A Securities and Exchange Commission (SEC) action against a former registered investment adviser yielded a notable takeaway for others in the industry engaging consultants for compliance program support.

The SEC issued a joint penalty of $15,000 against Gainvest Legal Corp. and its owner, Nashid Ali, according to an administrative proceeding published Tuesday. Gainvest was accused of improperly registering as an investment adviser, holding client funds without proper examination controls, and failing to adopt and implement a proper compliance program as required by the Advisers Act.

To that last point, the SEC noted the following:

“After an interview with the commission’s examination staff … Gainvest hired a consulting firm to draft a compliance manual. However, after the consulting firm provided Gainvest with a preliminary draft to review so it could be tailored to Gainvest’s business, Gainvest never edited the draft, and thus the policies and procedures did not address the firm’s operations, failing to include, for example, the risks associated with its business.”

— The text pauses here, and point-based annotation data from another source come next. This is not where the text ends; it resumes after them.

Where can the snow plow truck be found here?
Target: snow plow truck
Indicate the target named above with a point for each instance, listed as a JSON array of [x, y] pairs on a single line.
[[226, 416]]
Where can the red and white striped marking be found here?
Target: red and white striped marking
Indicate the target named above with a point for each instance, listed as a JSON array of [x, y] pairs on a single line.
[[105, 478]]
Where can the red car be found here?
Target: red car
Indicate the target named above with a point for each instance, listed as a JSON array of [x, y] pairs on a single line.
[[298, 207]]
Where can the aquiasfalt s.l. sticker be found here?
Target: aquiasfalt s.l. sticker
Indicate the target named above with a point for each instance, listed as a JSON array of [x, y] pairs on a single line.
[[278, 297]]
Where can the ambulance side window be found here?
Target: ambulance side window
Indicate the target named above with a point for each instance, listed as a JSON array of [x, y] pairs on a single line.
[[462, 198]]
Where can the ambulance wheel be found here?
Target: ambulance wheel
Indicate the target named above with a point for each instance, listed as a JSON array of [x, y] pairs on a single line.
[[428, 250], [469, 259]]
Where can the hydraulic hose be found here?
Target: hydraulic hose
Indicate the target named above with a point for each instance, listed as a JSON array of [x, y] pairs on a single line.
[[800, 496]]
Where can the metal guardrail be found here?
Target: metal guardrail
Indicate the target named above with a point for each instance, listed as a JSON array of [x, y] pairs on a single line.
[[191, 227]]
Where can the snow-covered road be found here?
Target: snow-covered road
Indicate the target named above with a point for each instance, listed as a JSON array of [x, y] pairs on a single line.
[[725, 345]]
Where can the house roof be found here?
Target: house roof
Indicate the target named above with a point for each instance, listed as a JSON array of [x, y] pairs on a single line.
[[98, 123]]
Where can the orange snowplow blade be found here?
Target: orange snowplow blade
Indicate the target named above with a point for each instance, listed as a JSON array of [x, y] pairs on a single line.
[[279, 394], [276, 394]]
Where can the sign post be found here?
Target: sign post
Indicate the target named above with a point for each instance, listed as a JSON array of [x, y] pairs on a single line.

These alleged failures contributed to Gainvest’s observed lapses occurring from July 2019 through November 2022, which is when the firm ceased operating as an investment adviser.

Gainvest could not be reached for comment.

Senior officials at the SEC have made clear the agency has little tolerance for firms that appear to take shortcuts in their compliance obligations. Gurbir Grewal, director of the agency’s Enforcement Division, addressed the topic in his first publicized speech in the role in 2021.

“[F]irms need to think rigorously about how their specific business models and products interact with both emerging risks and enforcement priorities and tailor their compliance practices and policies accordingly,” Grewal said.